File spoon-archives/marxism.archive/marxism_1996/96-03-marxism/96-03-08.000, message 86


Date: Fri, 1 Mar 1996 23:30:26 -0600
From: rahul-AT-peaches.ph.utexas.edu (Rahul Mahajan)
Subject: Re: population, infanticide


Lisa, thanks for the long reply. I think we've already come pretty much
together on this.

Female infanticide

To begin, I agree that for societies of the type we were discussing, at
this time we can't prove that extensive female infanticide is or isn't
going on. In the absence of firm evidence, my gut feeling is that it does
happen, although there are many possible reasons why it would be lower than
it is in India and China. for that matter, there is considerable evidence
pointing to the fact that FI is more widespread in India now, with the
infiltration of capitalist social relations, than it was in the good old
days. This sounds like some of that moral economy of feudalism crap, but I
don't think it is. An article I read about it made the very sensible point
that in the past, it was mostly uppercaste families (mostly Rajputs in the
area being studied) that placed such a premium on sons, whereas now the
plague has spread to the lower castes. This is analogous to the fact that,
say, in the eighteenth century an English farmer's wife was considerably
more valuable to his household than the wife of an upper middle class man
in Victorian England. Along with these economic dynamics comes the fact
that middle class morality becomes the standard by which the lower classes
are judged and judge themselves.

Group selection

The point I was making was simply that, whatever the valid  objections to
GS's being important in natural evolution are, they need not apply to
cultural evolution, which is a very different process. Important
differences: transmission of genes is rarely important, anastomosis is
common (branches which diverge can later merge together, impossible in
Darwinian evolution), rates of evolution can be much higher because the
source of "mutations" can be biased relative to adaptive outcomes. I read
Delbruck's arguments about group selection in Toward a New Philosophy of
biology, but I don't recall them all that well. Perhaps you could outline
the reasons that GS has been largely discredited. My own feeling is that GS
is likely to play a significant role in cultural evolution.

Superstructure

I find it odd that here I am, a physicist, arguing against the hard
materialist viewpoint. Yes, I agree that one shouldn't expect elements of
the superstructure to be independent of direct physical effect. In many
ways, clearly they are not. When a law is on the books, that doesn't mean
it's enforced. That question depends, among other things, on various
material factors. That much is given. However, strange as it may seem,
there are many historical examples of ideas and other superstructural
components somehow do seem to acquire an autonomous existence and to create
material conditions. Science and the technology it inspires is an extreme
example of this.

Admitting ignorance

Yes, of course to be a scientist you have to be able to say "I don't know."
Harris, for all his merits, is a social scientist. That breed, from what I
have seen, has a much bigger problem with this tenet. Harris clearly took
his analysis too far -- I never really believed that the Yanomamo men bang
each other on the head with sticks and shoot arrows into their wives'
buttocks as a natural, rational adaptation to an insufficiency of protein
in their diets. However, I don't see how you can do better than post hoc,
ergo propter hoc, if that's what you meant. That's the fundamental
limitation of science, the reason we can't prove anything in the sense of
logic.

Sex ratios

I read an excellent essay by Gould on this argument for the existence of a
1:1 sex ratio. It just sounds right as soon as you hear it. He made the
fine point himself that endless cataloguing of species with 1:1 sex ratios
will not have any bearing on whether this argument is correct, but that you
can see its correctness immediately by looking at the counterexamples.

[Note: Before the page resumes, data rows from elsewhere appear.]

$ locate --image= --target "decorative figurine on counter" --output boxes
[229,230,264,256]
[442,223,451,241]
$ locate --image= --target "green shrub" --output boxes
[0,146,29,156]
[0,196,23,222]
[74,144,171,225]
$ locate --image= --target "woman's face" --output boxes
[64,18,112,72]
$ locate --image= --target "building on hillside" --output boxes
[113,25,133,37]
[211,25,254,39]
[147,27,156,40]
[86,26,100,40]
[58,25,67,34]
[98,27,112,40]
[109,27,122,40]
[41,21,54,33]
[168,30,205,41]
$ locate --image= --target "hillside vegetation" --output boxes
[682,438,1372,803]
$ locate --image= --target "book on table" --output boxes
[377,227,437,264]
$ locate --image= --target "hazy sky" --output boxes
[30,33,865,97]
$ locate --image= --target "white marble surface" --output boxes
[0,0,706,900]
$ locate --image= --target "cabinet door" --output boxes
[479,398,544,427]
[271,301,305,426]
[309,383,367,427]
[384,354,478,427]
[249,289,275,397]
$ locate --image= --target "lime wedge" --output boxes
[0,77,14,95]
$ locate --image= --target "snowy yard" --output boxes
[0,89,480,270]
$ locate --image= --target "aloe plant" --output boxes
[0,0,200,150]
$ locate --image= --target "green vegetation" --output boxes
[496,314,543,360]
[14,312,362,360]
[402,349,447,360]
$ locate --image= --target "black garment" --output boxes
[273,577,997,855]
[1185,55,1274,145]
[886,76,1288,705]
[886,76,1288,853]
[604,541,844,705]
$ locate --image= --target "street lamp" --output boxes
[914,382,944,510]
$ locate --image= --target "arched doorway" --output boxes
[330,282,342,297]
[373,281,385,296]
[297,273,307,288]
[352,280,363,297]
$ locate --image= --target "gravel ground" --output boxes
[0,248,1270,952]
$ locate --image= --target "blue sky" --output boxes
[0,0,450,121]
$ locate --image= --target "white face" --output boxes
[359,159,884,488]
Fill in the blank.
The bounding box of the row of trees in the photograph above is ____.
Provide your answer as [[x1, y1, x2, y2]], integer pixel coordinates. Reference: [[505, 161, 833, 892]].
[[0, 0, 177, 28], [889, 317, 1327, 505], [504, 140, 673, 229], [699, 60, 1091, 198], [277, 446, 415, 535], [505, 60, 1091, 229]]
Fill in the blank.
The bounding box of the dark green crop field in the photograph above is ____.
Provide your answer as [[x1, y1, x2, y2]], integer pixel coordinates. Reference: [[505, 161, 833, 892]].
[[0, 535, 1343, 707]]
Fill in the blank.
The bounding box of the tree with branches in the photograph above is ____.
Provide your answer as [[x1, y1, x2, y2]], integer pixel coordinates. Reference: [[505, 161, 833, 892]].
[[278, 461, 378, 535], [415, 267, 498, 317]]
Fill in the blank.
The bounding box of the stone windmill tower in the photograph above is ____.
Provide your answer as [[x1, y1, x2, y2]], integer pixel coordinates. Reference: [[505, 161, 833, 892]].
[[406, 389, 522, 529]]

For
instance, there are certain species of ants where incest is the rule, so
that the assumptions in Fisher's argument don't apply, and sure enough they
have many females per male. With regard to Darwinian evolution, where gene
transmission is the important thing, this argument is fine. However, it
doesn't necessarily shed light on human affairs, because the imperatives
there are not genetic. You can try to make similar arguments, but as it
happens they simply don't work. How to explain the fact that India has
always had a woman shortage (about 930 to 1000) created largely by female
infanticide and more subtle measures, and furthermore that it has a dowry
system, not bride price (i.e., men get paid to marry women, instead of
having to buy brides)? Human beings don't have to be rational actors if
they don't want to.

I'd like to hear more about population control mechanisms, and also maybe
an assessment of how important this is as a factor in human cultural
evolution. Is Harris paying too much attention to this point?